Iran's Opening Shots And The Logic of Escalation
Forget "not wanting" to escalate. War, especially this one, needs to be actively deescalated before we reach the abyss. PLUS: The White House smears a good reporter.
Forget "not wanting" to escalate. War, especially this one, needs to be actively deescalated before we reach the abyss. PLUS: The White House smears a good reporter.
Edited by Sam Thielman
IRAN HAS FIRED ITS FIRST DIRECT SHOTS of what is now clearly a regionalized war. I say "direct" shots because Iran sponsors an "Axis of Resistance"—Hamas in Gaza, Hezbollah in Lebanon, the "Islamic Revolution in Iraq" and Syria, and the Houthis in Yemen—each of which is advancing along its own lines of operation. But on Monday, the Iranians themselves fired missiles at Erbil, in Iraqi Kurdistan, targeting what they claim is a Mossad headquarters; and at Idlib, in northwestern Syria, in revenge for the deadly Jan. 4 ISIS attack on the Qassem Soleimani memorial demonstration.
The "Mossad headquarters" the Iranians say they were targeting was the home of a prominent Kurdish businessman named Peshraw Dizayee. Iran killed him along with his one-year old daughter, Zhina, which is yet another reminder that no empire of any variety values human life. While Iranian media says Dizayee exported oil to Israel—quite the downgrade from his house being Mossad HQ, it's hard not to notice—Heman Hussein Yassin of the Turkish news agency Anadolu reports that Dizayee is "associated with the Development Road Project, which sought to connect Iraq to Europe via Türkiye" and was clearly a connected guy with the regional Kurdish government.

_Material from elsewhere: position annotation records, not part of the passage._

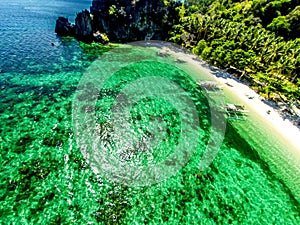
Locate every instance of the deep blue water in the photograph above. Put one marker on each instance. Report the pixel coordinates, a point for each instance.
(27, 33)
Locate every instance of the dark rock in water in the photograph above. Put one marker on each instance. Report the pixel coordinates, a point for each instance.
(83, 26)
(64, 27)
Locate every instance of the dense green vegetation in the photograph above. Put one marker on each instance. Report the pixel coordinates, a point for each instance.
(258, 41)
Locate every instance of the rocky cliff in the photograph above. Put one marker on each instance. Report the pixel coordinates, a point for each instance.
(124, 20)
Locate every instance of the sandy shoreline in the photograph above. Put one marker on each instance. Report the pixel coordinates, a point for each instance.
(255, 103)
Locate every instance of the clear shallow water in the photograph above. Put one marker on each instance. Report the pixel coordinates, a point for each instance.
(44, 178)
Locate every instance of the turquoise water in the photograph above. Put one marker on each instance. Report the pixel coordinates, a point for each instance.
(44, 178)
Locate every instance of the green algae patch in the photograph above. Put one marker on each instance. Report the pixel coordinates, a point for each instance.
(44, 179)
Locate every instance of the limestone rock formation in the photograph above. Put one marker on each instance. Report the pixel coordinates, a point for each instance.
(83, 26)
(124, 20)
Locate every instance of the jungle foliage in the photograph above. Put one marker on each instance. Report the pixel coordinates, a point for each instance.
(257, 40)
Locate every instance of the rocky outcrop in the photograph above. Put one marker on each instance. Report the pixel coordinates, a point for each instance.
(64, 27)
(133, 20)
(125, 20)
(83, 26)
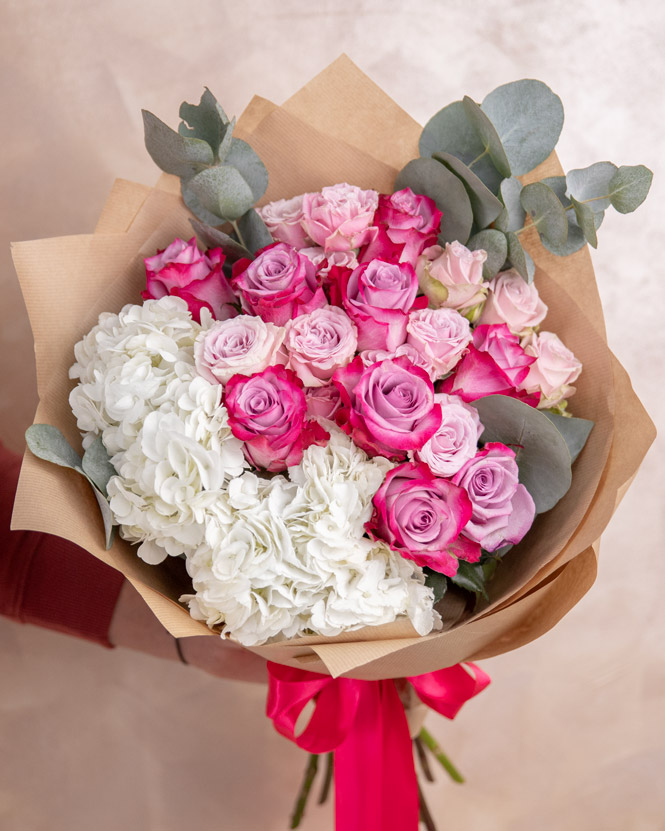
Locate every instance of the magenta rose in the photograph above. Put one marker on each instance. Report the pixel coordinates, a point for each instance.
(378, 297)
(388, 408)
(340, 217)
(181, 270)
(420, 516)
(502, 509)
(267, 411)
(318, 343)
(278, 285)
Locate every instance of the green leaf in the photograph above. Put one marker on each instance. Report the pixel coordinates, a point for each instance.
(430, 178)
(546, 211)
(485, 205)
(437, 582)
(249, 165)
(528, 118)
(586, 221)
(470, 576)
(520, 259)
(591, 184)
(541, 451)
(48, 443)
(488, 135)
(222, 192)
(629, 187)
(206, 120)
(576, 238)
(449, 131)
(214, 238)
(254, 231)
(575, 431)
(97, 466)
(494, 243)
(173, 153)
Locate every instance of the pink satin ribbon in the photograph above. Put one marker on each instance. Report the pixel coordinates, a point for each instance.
(365, 724)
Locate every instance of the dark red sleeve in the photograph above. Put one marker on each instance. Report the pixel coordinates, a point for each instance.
(49, 581)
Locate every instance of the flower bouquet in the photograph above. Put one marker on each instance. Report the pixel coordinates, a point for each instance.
(339, 431)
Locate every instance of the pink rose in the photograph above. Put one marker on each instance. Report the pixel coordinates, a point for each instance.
(267, 411)
(554, 369)
(378, 297)
(456, 440)
(388, 408)
(243, 345)
(503, 510)
(318, 343)
(442, 335)
(278, 285)
(322, 402)
(420, 516)
(408, 223)
(284, 221)
(340, 217)
(183, 271)
(513, 301)
(452, 277)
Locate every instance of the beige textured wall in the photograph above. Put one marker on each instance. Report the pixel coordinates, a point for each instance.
(571, 735)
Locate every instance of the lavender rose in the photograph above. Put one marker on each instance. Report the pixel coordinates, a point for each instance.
(503, 510)
(318, 343)
(244, 345)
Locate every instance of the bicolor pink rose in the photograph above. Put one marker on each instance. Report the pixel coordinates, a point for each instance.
(513, 301)
(267, 411)
(283, 219)
(442, 335)
(388, 408)
(181, 270)
(452, 276)
(278, 285)
(502, 509)
(554, 370)
(420, 516)
(340, 217)
(320, 342)
(243, 345)
(456, 441)
(378, 297)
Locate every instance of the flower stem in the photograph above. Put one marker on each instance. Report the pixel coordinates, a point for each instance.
(432, 745)
(305, 788)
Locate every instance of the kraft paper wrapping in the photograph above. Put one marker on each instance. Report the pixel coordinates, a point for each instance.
(339, 127)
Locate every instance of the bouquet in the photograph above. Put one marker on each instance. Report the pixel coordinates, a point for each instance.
(339, 430)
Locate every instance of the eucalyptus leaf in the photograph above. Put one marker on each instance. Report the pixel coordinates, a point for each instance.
(485, 205)
(629, 187)
(488, 136)
(494, 244)
(449, 131)
(97, 466)
(173, 153)
(591, 185)
(585, 219)
(541, 451)
(430, 178)
(255, 233)
(528, 118)
(48, 443)
(546, 212)
(206, 120)
(575, 431)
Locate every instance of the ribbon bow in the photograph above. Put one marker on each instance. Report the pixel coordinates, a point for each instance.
(365, 724)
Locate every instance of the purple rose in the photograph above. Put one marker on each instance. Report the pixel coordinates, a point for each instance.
(278, 285)
(503, 510)
(388, 408)
(420, 516)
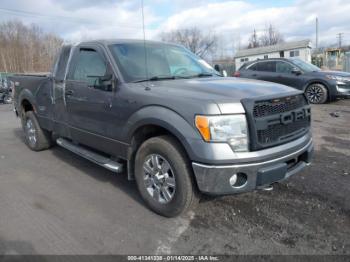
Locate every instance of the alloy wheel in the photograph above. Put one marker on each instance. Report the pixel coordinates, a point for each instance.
(30, 132)
(315, 94)
(159, 178)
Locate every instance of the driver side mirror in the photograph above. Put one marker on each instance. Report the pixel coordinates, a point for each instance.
(104, 83)
(296, 71)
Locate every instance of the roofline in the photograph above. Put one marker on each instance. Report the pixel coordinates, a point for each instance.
(272, 52)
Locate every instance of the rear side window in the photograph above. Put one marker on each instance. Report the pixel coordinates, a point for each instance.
(90, 66)
(283, 67)
(253, 67)
(269, 66)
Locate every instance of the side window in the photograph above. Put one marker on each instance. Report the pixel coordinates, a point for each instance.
(253, 67)
(283, 67)
(60, 67)
(269, 66)
(90, 66)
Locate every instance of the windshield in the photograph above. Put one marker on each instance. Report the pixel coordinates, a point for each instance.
(163, 61)
(304, 66)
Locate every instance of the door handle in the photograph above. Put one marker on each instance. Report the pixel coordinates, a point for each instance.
(69, 93)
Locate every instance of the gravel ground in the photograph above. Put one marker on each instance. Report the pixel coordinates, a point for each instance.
(54, 202)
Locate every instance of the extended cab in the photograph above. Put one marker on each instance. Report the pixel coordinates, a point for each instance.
(163, 116)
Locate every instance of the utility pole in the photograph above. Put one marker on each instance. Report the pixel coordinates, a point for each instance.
(316, 33)
(340, 37)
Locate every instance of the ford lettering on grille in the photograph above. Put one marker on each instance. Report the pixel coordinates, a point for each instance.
(278, 121)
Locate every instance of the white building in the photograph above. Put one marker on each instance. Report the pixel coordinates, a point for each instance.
(300, 49)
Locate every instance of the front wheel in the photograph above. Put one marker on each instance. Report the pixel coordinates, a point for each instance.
(36, 138)
(7, 99)
(164, 176)
(316, 93)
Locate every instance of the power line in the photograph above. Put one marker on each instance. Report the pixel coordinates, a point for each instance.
(21, 13)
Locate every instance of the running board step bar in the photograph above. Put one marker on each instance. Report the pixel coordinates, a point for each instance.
(90, 155)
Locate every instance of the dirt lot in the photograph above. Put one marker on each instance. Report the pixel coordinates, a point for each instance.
(54, 202)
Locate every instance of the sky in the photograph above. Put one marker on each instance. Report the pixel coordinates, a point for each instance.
(231, 21)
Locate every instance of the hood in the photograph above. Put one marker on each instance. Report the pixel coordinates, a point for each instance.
(220, 89)
(225, 92)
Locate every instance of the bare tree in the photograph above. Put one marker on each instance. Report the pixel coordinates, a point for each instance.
(26, 48)
(253, 40)
(194, 39)
(271, 36)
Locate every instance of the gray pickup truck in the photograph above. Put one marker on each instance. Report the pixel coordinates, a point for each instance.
(164, 117)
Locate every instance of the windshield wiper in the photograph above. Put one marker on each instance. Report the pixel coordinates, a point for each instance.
(155, 78)
(203, 75)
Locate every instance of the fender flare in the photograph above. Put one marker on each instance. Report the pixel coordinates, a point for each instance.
(165, 118)
(26, 95)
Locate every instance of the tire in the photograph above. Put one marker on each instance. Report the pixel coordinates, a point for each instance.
(7, 100)
(316, 93)
(174, 190)
(36, 138)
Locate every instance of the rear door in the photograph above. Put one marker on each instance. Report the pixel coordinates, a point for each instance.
(266, 70)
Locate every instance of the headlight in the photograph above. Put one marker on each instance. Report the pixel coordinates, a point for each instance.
(338, 78)
(231, 129)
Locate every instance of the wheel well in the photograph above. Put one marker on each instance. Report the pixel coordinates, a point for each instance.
(142, 134)
(26, 105)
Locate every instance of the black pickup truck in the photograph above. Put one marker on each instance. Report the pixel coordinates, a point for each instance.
(167, 119)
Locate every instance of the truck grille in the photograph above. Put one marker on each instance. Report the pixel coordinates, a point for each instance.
(277, 121)
(276, 106)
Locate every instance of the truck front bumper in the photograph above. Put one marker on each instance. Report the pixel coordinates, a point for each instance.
(219, 179)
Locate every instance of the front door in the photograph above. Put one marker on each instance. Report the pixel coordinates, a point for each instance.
(286, 77)
(89, 97)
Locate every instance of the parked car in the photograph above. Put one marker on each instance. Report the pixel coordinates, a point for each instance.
(319, 86)
(5, 92)
(170, 122)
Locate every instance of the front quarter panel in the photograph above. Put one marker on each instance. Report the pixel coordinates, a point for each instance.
(165, 118)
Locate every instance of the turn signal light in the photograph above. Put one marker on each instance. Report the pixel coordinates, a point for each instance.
(202, 124)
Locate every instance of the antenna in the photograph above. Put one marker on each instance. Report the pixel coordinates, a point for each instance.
(144, 39)
(316, 32)
(340, 37)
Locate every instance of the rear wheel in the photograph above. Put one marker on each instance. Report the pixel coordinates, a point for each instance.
(36, 138)
(316, 93)
(164, 176)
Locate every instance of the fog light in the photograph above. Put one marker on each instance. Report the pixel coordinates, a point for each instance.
(233, 180)
(238, 180)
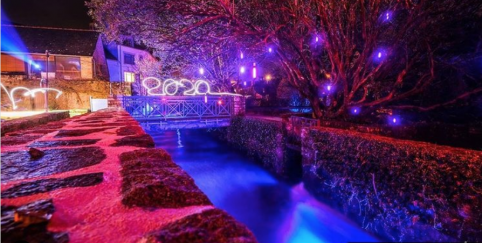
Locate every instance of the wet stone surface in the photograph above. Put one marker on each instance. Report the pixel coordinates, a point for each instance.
(68, 143)
(145, 141)
(130, 131)
(19, 140)
(76, 133)
(20, 165)
(28, 224)
(47, 185)
(150, 179)
(210, 226)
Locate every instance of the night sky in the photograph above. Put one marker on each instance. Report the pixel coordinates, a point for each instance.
(47, 13)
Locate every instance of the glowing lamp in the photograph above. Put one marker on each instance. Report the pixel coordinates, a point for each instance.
(355, 111)
(394, 120)
(268, 77)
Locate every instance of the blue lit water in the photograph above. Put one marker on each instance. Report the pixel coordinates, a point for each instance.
(273, 210)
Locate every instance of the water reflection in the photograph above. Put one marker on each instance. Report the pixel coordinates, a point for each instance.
(273, 210)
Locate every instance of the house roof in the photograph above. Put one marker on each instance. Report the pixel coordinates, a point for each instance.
(57, 41)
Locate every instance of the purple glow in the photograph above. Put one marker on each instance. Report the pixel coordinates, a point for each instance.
(329, 88)
(394, 120)
(380, 55)
(355, 111)
(255, 71)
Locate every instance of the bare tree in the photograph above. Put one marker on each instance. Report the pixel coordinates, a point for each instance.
(339, 54)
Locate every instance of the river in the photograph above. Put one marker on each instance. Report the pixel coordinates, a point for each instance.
(275, 211)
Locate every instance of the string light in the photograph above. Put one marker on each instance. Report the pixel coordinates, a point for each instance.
(174, 85)
(268, 77)
(355, 111)
(255, 72)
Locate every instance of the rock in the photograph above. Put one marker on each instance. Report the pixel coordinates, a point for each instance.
(77, 133)
(29, 223)
(151, 180)
(68, 143)
(19, 140)
(210, 226)
(35, 153)
(145, 141)
(130, 131)
(19, 165)
(47, 185)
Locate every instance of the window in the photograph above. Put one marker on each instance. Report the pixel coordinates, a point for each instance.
(12, 64)
(68, 67)
(129, 77)
(129, 59)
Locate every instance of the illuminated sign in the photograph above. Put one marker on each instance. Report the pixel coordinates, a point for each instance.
(171, 87)
(28, 92)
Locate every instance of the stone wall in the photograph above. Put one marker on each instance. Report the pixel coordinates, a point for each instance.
(76, 94)
(97, 178)
(266, 141)
(32, 121)
(401, 190)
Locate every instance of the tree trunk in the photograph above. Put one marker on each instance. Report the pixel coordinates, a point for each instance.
(315, 105)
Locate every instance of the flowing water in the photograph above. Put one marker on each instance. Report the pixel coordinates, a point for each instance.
(273, 210)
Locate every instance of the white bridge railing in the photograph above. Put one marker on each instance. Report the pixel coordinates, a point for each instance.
(163, 108)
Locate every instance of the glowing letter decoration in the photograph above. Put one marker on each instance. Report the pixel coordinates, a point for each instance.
(171, 87)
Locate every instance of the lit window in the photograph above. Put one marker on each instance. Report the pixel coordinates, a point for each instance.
(129, 59)
(129, 77)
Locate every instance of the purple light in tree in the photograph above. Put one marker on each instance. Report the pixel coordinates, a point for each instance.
(355, 111)
(329, 88)
(394, 120)
(255, 71)
(380, 55)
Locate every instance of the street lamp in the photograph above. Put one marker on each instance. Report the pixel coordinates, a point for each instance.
(47, 83)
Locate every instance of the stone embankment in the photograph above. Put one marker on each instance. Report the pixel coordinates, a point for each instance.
(99, 178)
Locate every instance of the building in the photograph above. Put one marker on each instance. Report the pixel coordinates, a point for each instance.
(74, 54)
(121, 60)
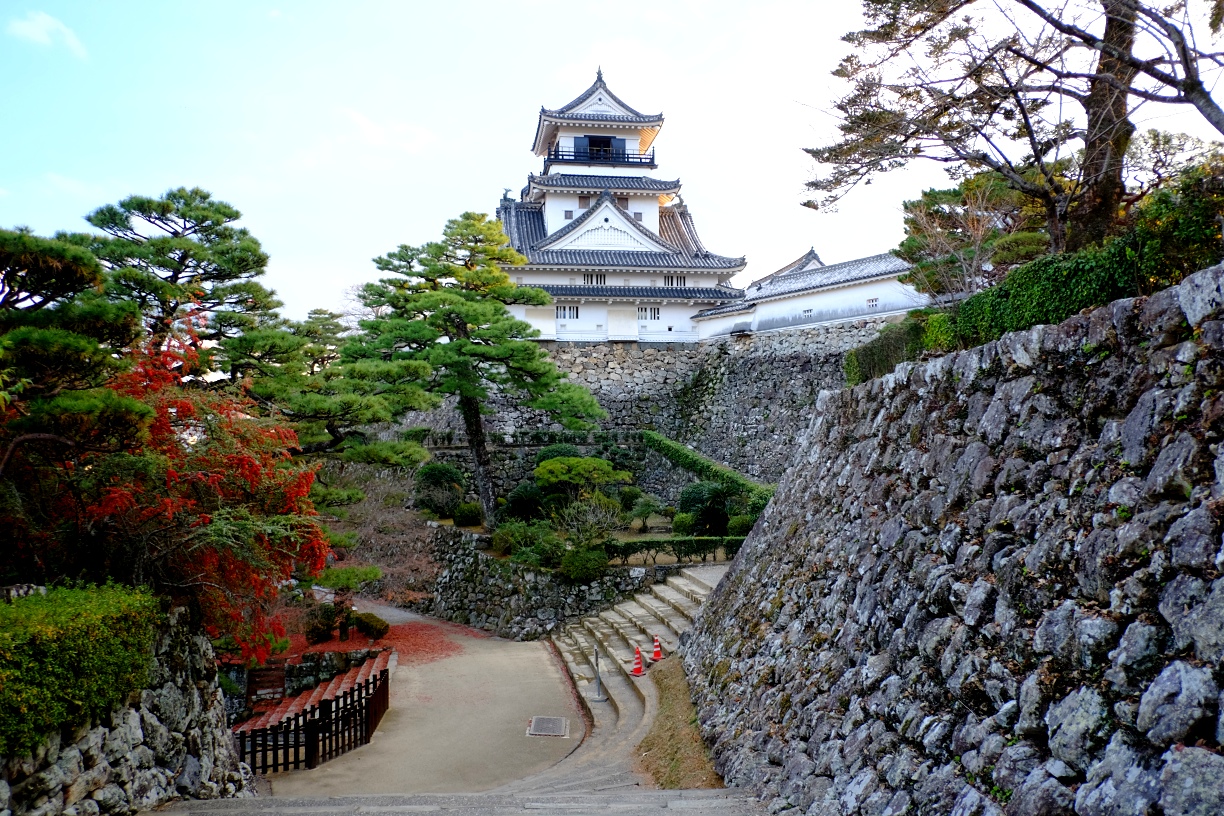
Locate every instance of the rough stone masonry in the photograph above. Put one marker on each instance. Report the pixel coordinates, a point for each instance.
(992, 584)
(168, 740)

Whatever the message Iran is sending to Ankara, Erbil, and Baghdad under the pretext of attacking Israeli intelligence, the Iraqi foreign ministry is withdrawing its ambassador from Iran in protest of the Iranian attacks on Iraqi soil. Soon we'll see if the Iranians are miscalculating in Iraq in a manner similar to the American miscalculation there. But whatever the outcome, Iran's Erbil strike reveals a dynamic that intensifies every single day that Israel's U.S.-backed genocide in Gaza continues and reverberates across the region.
The White House has insisted for months that it wants no wider war, even as it arms and diplomatically defends Israel; as it directly retaliates against Iranian proxies in Iraq and Syria; and now as it directly attacks the Houthis in Yemen. An unfortunate New York Times story treated such deliberate choices by the Biden administration as something "no one wanted," which is akin to treating war, the continuation of politics by other means, like the weather. Similarly, consensus opinion within the Biden administration is that Iran, too, desires no wider war. Tehran's reliance on proxies are meant to keep retaliation against Israel under the threshold of prompting direct U.S. or Israeli retaliation.
But this is what we call a "clue." War exists beyond what its combatants intend to unleash. And alongside the suffering and sumud of Gaza, that's the reality that ought to concentrate our attention every day this war continues.